GP Portfolio review

Hi All

I have reduced my investment on GHCL @156 vs cost of ~102 . GHCL was roughly 5% of my portfolio . It has been reduced by 50% to book 55% profit on it . Still keeping my “profit” invested in this while i have taken out my original cost ( mostly) . I have invested my “profit” in S P Apparels at ~75.

GHCL: Reason for partial profit booking

  • As given in Initial rational, company product soda ash , i don’t think had a huge market in India.
  • Initial investment rational was to take advantage of the market downside when it was made at 102. Company has always taken a shareholder friendly approach of continuous buy back ( last was nearly at 185 i think for 3% equity) and decent dividend. It has used its internal accrual to reduce debt, buyback and pay to shareholders dividend which is an ideal strategy hence i found this attractive

Reason for still not fully exiting it

  • Although company product is something generic and domestic market is not huge, it has captive mines which makes it lowest cost producer of the product
  • Company has filled with Indian government to impost tax on China on imports done by Indian companies . Indian government has taken such steps recently against lot of product and will not be surprised if it does in case of this product too
  • Company is doing massive investment to expand its production capacity which if above point 2 if implemented by govt can make this company the largest producer in India.
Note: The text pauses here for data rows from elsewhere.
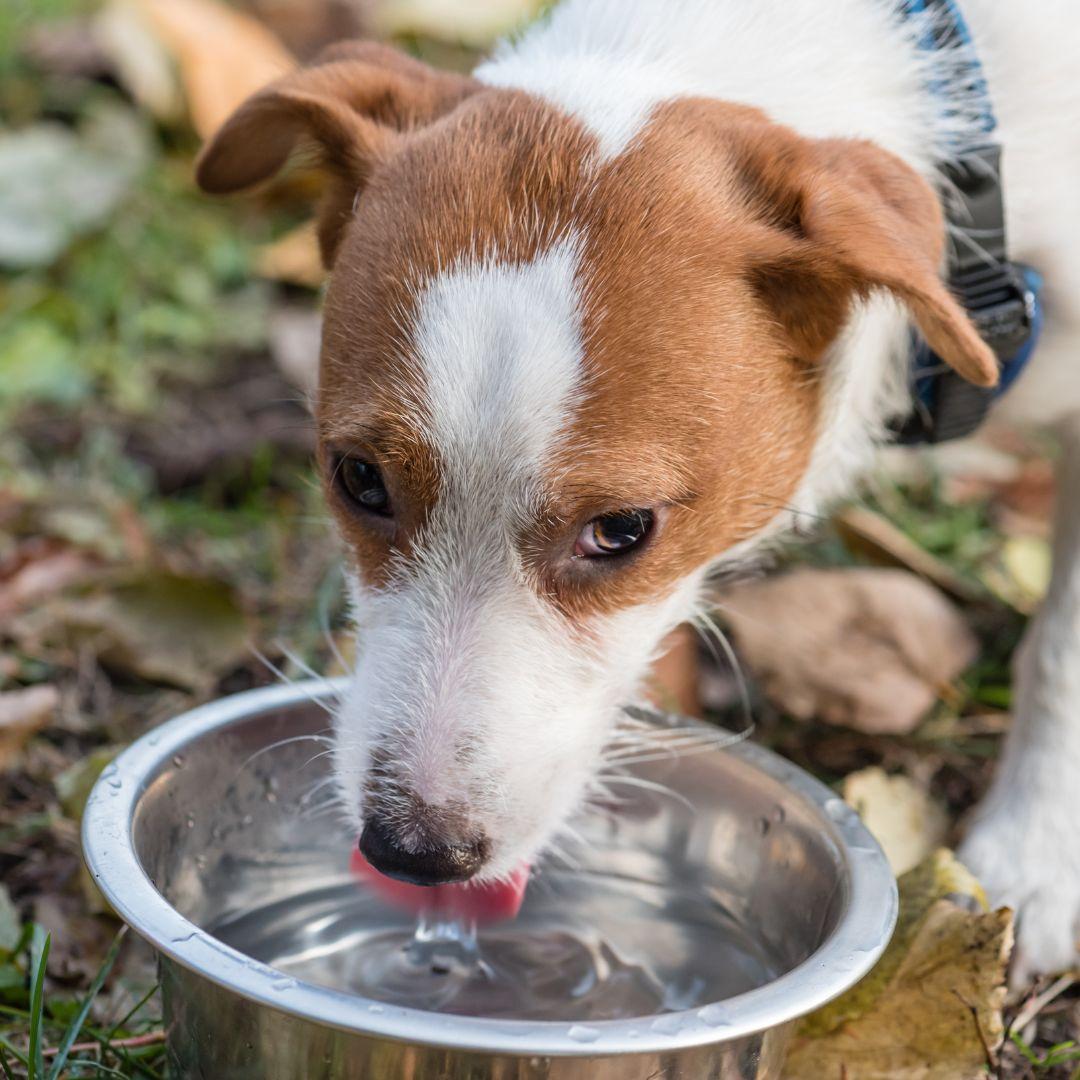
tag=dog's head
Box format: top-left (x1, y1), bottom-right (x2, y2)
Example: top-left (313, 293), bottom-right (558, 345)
top-left (199, 45), bottom-right (995, 880)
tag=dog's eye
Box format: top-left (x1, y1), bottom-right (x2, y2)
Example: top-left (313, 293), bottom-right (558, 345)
top-left (573, 510), bottom-right (653, 558)
top-left (335, 458), bottom-right (390, 517)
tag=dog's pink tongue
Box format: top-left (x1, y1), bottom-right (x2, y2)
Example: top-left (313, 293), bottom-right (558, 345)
top-left (351, 850), bottom-right (529, 922)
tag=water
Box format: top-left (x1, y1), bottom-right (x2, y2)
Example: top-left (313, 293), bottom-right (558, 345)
top-left (208, 870), bottom-right (781, 1019)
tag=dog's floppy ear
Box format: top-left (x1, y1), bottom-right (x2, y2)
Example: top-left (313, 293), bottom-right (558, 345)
top-left (739, 129), bottom-right (998, 387)
top-left (195, 42), bottom-right (477, 266)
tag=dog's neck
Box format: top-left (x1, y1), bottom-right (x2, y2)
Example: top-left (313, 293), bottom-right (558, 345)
top-left (476, 0), bottom-right (980, 178)
top-left (486, 0), bottom-right (989, 557)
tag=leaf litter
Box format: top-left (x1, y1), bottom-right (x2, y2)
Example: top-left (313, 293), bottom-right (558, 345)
top-left (0, 0), bottom-right (1080, 1080)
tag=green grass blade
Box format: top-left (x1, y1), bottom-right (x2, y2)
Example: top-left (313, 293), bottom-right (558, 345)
top-left (49, 927), bottom-right (127, 1080)
top-left (0, 1035), bottom-right (30, 1070)
top-left (108, 983), bottom-right (161, 1039)
top-left (28, 923), bottom-right (52, 1080)
top-left (58, 1062), bottom-right (130, 1080)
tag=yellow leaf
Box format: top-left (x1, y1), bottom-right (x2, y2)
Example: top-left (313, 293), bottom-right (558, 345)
top-left (1001, 537), bottom-right (1051, 602)
top-left (843, 766), bottom-right (948, 875)
top-left (114, 0), bottom-right (296, 138)
top-left (783, 850), bottom-right (1012, 1080)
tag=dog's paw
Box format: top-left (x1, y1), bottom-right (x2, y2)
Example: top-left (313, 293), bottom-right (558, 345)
top-left (959, 793), bottom-right (1080, 986)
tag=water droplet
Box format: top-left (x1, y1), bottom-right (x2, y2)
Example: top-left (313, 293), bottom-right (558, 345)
top-left (566, 1024), bottom-right (600, 1042)
top-left (698, 1005), bottom-right (731, 1027)
top-left (650, 1013), bottom-right (683, 1035)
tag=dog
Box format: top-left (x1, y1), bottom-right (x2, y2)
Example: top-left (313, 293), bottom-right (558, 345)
top-left (198, 0), bottom-right (1080, 972)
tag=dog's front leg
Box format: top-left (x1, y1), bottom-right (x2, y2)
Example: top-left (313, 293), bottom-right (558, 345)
top-left (961, 418), bottom-right (1080, 982)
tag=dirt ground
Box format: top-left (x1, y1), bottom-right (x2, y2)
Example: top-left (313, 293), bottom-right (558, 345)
top-left (0, 0), bottom-right (1080, 1080)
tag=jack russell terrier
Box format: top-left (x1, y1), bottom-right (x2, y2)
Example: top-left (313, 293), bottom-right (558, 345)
top-left (198, 0), bottom-right (1080, 972)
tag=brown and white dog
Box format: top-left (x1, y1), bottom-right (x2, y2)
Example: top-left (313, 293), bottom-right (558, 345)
top-left (199, 0), bottom-right (1080, 970)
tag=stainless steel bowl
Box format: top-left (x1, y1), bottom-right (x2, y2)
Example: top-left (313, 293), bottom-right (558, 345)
top-left (83, 681), bottom-right (896, 1080)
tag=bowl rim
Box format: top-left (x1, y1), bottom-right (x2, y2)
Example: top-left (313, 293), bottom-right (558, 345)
top-left (82, 678), bottom-right (897, 1057)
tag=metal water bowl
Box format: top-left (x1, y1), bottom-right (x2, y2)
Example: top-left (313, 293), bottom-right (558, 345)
top-left (83, 681), bottom-right (896, 1080)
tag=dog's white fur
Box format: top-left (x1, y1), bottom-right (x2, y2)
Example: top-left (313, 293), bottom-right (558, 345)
top-left (337, 237), bottom-right (698, 877)
top-left (332, 0), bottom-right (1080, 970)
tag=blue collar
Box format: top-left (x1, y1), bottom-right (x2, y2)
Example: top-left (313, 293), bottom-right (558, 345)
top-left (894, 0), bottom-right (1042, 444)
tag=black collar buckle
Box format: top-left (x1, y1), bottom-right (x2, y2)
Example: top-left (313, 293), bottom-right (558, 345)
top-left (893, 144), bottom-right (1038, 445)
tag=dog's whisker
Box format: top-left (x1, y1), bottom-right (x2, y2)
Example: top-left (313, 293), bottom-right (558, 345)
top-left (251, 645), bottom-right (334, 716)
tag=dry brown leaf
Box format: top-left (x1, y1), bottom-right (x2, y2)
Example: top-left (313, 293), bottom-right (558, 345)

So given story still has potential , decided by keep my profit invested

Now on S P Apparels, its a pure value play like i did with GHCL,i think it will do well…

Reason for investment

  • good micro cap company with consistent performance which hasn’t really participated in bull run post March-20

  • Company has disclosed that dispite its bad result in Q4-20 ( which was mostly due to 25cr of order … this is expected to come back once international operation resume so not a permanent impact…Company still has decent order book
    - i like companies which focus on niche segment and this focus on children wear thus something unique

  • With COVID and migrant workers situation, company did disclose that its 60% of the workforce is staying in company hostel facility this not expected to face shortage of labor

  • Company has noticed significant order inflow from May 2020 and demand to be coming back. It doesn’t expect the demand in near term to be impacted

  • Liquidity is fine and company is using nearly 70% of its working capital.

Concerns:

  1. MEIS withdrawal is a permanent impact on company profit even for future.
  2. Company management if we look in past has over promised and under delivered so lets see if it can stick to that
  3. Goldman sachs international holds 5% of this company. I take it as concern as it has been holding it since long time when price was around 450 type…i wasn’t able to find its exact cost price but it can be assumed that they might look to sell out once investment recovers
  4. Textile business is badly hurt but still have concerns on how badly demand for the children knitting segment hit by COVID. Company management has presented a very positive picture which needs further drilling and review of Q3-20 performance to check if that they telling is reality or not…story is still unfolding so lets see. Will review the development against Q3 result.